After blowing past the $1 billion mark in its lifetime funding tally with back-to-back chart-topping funding rounds in 2020 and 2021, Caris Life Sciences took a breather in 2022.

But break time is over for the liquid biopsy maker: Caris announced Thursday that it has roped in another $400 million in debt financing. Backing the senior secured term loan are OrbiMed and Braidwell; the former led the financing and also participated in Caris’ last two fundraising rounds.

With the latest influx of funds, Caris is now a stone’s throw from having raised $2 billion in less than a decade. According to the company, it has raked in approximately $1.7 billion since 2018.

The debt financing will, perhaps appropriately, help Caris pay off other outstanding debt. The Dallas-area company will also use the funds to continue building out its precision medicine platform, which uses artificial intelligence to sift through an individual’s entire genome for signs of cancer and predict how they’ll respond to various treatments.

“Over the past decade, Caris has continued to raise the standard for molecular testing, beginning with offering whole exome and whole transcriptome [sequencing] in tissue, to now offering the same in liquid biopsy,” said David Halbert, Caris’ founder and CEO. “We are making breakthroughs with artificial intelligence and machine learning that enhance and change our understanding of cancer as a disease. This additional capital will allow us to pursue that mission with even more intense focus as we invest in our technologies and product pipeline.”

The most recent addition to Caris’ offerings is the Assure molecular profiling assay, which it introduced at the annual American Society of Clinical Oncology meeting last June. At the time, the company laid out its plans to begin a limited rollout of the blood-based test during the third quarter of 2022 then expand its reach throughout the next several months.

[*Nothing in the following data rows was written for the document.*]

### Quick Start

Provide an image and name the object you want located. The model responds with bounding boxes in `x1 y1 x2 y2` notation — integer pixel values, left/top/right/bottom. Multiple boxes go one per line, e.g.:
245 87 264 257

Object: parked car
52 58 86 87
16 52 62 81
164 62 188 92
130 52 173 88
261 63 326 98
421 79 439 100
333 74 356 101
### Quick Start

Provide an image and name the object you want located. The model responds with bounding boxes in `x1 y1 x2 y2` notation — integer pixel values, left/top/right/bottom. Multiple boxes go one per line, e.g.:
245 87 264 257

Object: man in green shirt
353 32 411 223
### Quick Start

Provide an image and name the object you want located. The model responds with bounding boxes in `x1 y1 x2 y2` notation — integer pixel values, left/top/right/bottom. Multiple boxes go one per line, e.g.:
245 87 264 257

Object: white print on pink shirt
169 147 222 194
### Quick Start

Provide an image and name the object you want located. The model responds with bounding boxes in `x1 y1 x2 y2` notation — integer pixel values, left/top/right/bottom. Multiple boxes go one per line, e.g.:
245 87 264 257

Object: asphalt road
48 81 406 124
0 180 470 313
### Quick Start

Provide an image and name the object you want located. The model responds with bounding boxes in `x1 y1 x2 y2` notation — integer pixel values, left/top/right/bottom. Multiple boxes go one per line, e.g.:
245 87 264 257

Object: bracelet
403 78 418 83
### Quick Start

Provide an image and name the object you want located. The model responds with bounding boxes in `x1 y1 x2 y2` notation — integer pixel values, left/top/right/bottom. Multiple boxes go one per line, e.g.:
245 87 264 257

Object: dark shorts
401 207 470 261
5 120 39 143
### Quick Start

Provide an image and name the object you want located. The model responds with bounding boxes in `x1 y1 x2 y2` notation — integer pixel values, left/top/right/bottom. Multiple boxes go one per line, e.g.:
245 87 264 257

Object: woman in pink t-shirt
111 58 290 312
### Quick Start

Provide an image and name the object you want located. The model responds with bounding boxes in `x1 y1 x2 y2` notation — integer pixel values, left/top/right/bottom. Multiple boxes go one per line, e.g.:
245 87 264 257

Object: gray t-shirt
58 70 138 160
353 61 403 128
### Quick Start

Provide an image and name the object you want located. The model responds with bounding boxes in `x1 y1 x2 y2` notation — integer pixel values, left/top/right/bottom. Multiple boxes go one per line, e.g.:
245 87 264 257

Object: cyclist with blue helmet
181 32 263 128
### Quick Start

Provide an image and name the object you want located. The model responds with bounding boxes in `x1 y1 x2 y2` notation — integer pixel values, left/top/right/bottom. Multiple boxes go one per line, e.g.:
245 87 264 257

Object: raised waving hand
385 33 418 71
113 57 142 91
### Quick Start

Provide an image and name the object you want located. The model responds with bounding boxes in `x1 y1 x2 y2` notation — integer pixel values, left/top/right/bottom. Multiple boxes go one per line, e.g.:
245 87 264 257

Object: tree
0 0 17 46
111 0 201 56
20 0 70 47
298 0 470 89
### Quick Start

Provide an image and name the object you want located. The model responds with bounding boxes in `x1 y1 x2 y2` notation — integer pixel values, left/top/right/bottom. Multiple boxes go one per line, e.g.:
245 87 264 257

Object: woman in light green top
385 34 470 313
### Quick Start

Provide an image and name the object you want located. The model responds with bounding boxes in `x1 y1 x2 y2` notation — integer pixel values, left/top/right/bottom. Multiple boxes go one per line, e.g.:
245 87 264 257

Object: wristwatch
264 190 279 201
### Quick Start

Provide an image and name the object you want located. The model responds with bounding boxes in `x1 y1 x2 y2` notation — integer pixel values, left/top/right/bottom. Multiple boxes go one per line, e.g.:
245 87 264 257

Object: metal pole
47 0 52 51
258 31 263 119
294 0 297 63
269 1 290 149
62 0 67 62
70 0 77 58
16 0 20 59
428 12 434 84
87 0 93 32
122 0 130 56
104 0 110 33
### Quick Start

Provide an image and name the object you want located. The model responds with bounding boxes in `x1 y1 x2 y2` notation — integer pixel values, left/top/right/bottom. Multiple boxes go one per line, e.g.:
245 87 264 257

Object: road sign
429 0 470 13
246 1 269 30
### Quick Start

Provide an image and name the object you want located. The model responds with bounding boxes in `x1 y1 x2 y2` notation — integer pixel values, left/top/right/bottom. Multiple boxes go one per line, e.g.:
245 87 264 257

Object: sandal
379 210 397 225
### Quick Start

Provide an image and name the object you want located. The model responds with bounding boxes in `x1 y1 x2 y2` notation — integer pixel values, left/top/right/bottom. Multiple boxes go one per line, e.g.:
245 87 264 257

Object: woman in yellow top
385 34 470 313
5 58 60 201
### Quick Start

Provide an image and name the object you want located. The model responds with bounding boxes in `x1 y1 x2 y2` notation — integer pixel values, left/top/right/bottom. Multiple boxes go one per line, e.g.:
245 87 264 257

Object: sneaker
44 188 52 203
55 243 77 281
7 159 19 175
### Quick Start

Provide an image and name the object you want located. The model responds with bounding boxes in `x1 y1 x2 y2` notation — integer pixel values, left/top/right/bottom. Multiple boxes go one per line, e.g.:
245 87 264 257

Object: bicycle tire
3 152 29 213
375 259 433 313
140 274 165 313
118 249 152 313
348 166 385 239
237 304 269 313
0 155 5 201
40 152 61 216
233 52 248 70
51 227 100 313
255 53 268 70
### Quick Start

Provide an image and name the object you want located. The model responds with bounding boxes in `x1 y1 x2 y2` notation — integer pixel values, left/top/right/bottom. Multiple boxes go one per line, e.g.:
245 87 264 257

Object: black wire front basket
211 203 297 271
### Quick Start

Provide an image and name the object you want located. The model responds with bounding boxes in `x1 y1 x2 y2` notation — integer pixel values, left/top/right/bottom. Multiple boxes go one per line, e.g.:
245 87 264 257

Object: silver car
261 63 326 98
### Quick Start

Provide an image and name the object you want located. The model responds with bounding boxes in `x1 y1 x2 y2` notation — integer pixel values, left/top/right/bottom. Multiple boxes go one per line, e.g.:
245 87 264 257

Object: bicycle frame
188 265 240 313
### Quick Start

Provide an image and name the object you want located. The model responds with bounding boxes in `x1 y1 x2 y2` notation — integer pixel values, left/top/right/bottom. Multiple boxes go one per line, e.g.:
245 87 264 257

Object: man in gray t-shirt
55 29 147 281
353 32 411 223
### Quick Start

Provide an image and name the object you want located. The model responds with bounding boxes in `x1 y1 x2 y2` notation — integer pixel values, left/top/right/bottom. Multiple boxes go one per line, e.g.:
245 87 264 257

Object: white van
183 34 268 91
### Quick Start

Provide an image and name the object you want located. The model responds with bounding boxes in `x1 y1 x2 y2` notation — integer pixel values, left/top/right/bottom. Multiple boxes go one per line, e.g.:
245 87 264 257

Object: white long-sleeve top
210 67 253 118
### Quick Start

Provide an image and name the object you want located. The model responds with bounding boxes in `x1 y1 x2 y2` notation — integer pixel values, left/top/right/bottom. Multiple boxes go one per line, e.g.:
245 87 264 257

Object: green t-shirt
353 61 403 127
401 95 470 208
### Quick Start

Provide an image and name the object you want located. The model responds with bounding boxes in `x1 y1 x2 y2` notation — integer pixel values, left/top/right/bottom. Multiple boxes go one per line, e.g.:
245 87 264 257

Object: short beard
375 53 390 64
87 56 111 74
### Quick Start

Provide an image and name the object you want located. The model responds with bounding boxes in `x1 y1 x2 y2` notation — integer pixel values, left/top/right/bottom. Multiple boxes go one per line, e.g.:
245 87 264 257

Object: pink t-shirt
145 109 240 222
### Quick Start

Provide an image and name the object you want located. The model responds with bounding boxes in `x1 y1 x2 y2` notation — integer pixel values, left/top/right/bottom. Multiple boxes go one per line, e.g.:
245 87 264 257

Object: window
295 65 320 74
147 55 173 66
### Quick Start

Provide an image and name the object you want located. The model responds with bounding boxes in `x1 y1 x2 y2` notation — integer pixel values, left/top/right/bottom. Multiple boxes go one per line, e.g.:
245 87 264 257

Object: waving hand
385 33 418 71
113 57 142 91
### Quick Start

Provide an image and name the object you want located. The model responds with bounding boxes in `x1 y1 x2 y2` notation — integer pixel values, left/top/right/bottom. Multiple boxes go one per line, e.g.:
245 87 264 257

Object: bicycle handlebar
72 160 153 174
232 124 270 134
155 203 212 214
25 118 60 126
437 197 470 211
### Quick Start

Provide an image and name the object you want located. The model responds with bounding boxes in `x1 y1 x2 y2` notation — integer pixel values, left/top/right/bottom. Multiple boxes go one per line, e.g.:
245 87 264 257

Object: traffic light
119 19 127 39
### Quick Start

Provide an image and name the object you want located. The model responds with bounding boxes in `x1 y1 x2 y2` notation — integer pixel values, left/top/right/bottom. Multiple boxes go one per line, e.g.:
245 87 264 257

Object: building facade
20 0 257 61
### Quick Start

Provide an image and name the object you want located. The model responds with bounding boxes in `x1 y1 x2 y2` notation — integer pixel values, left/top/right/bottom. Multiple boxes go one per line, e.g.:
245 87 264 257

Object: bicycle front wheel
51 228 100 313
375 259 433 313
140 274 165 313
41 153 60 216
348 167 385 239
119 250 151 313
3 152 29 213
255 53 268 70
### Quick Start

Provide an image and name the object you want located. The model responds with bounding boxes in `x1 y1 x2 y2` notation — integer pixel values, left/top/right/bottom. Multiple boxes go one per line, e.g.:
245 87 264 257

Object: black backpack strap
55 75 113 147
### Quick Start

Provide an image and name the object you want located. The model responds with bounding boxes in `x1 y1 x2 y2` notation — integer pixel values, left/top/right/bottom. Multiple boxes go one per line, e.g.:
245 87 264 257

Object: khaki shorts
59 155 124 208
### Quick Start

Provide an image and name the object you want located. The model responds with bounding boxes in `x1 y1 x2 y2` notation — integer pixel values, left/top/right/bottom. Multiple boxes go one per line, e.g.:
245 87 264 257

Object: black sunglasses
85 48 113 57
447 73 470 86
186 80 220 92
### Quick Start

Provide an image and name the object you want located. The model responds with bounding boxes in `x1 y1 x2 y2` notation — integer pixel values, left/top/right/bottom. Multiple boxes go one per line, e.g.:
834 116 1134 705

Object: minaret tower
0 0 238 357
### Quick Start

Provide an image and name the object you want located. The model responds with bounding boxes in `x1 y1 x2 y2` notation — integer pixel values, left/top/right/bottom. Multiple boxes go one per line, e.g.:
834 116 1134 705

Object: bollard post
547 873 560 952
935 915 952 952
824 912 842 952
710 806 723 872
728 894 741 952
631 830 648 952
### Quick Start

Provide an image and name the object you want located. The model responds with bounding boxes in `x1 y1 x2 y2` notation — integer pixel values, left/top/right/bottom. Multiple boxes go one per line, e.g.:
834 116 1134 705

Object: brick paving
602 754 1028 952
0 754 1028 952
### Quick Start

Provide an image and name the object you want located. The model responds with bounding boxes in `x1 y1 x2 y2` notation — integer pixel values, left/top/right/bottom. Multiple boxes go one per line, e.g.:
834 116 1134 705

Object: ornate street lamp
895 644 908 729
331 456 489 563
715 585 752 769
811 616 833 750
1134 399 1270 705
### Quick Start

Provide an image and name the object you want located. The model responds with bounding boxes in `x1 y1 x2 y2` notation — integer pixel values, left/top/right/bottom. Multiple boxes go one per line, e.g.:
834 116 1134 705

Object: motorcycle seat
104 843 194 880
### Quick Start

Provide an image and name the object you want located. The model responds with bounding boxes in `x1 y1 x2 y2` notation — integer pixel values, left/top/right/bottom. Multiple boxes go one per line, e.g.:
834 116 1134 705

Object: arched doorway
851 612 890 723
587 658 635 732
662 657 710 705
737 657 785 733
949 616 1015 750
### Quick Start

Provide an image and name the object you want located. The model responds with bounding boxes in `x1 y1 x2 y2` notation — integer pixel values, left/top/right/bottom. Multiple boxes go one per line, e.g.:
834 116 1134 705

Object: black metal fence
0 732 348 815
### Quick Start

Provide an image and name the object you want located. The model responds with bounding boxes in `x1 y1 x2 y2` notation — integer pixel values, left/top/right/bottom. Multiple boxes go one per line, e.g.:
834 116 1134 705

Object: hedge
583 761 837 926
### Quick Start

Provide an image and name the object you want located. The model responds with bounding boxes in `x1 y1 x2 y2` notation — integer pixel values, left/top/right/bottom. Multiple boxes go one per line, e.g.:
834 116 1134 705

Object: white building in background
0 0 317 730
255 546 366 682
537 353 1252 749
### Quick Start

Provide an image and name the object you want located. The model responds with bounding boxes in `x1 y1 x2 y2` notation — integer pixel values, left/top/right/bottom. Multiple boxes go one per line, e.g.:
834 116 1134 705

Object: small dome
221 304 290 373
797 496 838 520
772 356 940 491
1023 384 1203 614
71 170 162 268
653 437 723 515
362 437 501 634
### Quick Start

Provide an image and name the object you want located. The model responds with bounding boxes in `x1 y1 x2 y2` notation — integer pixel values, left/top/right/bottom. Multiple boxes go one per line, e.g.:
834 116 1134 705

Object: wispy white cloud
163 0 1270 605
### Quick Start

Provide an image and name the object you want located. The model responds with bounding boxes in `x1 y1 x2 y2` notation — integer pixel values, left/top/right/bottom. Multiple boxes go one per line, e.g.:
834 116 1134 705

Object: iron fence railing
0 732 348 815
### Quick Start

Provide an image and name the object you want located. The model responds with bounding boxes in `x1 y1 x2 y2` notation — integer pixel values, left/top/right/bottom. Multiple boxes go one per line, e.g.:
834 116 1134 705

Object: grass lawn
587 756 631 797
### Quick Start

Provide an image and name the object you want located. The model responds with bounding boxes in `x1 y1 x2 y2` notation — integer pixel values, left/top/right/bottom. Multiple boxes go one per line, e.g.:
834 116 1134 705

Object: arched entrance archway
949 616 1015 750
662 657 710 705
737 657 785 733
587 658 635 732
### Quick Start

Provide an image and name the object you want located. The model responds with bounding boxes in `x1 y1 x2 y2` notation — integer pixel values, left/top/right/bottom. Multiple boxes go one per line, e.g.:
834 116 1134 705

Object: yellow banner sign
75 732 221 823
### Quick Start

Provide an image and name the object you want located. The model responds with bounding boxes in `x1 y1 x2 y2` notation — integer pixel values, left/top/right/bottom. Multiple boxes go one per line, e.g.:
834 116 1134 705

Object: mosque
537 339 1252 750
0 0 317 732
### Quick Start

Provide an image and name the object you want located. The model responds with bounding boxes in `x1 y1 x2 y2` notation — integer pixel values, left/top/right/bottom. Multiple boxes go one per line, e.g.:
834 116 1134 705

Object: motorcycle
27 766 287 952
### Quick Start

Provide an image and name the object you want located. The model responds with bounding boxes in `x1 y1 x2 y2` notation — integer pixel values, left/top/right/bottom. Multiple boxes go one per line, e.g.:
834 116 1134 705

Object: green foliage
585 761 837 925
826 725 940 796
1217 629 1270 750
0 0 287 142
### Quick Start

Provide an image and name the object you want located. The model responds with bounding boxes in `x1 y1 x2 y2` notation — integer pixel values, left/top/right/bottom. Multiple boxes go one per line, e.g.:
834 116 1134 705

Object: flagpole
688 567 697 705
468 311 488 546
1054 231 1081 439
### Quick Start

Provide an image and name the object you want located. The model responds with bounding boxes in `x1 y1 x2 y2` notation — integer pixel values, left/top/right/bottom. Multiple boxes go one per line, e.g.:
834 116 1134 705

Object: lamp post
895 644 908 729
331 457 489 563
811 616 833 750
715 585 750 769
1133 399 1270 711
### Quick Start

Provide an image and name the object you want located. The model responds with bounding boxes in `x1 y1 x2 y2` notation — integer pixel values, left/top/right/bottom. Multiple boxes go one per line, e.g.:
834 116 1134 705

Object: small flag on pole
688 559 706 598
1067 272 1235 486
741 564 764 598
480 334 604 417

The test takes a small sample of blood to sequence the entire human genome—spanning all 22,000 genes, complete with DNA, RNA and protein biomarker analysis—to look for mutations that may be linked to cancer. That includes a prediction of future cancer risk: The test is capable of detecting certain abnormalities in blood-making stem cells that may be harbingers of hematologic cancers.

The assay also analyzes microsatellite instability status and loss of heterozygosity, which, along with the mutation analysis, can help a doctor classify the severity of a cancer and plot out the most appropriate treatment plan.

Caris’ tests work by comparing an individual’s genome to its massive database of other sequencing data. That library currently includes more than 455,000 tumor profiles, according to the company.

That mountain of real-world patient data will now be further put to use in a collaboration with ConcertAI that the duo announced during the J.P. Morgan Healthcare Conference in San Francisco last week. ConcertAI boasts a complementary database of treatment and outcome information from nearly 7 million cancer patients, and the two are planning to combine their compendiums to offer scientists and drug developers a reference tool as they plan clinical trials for new cancer treatments.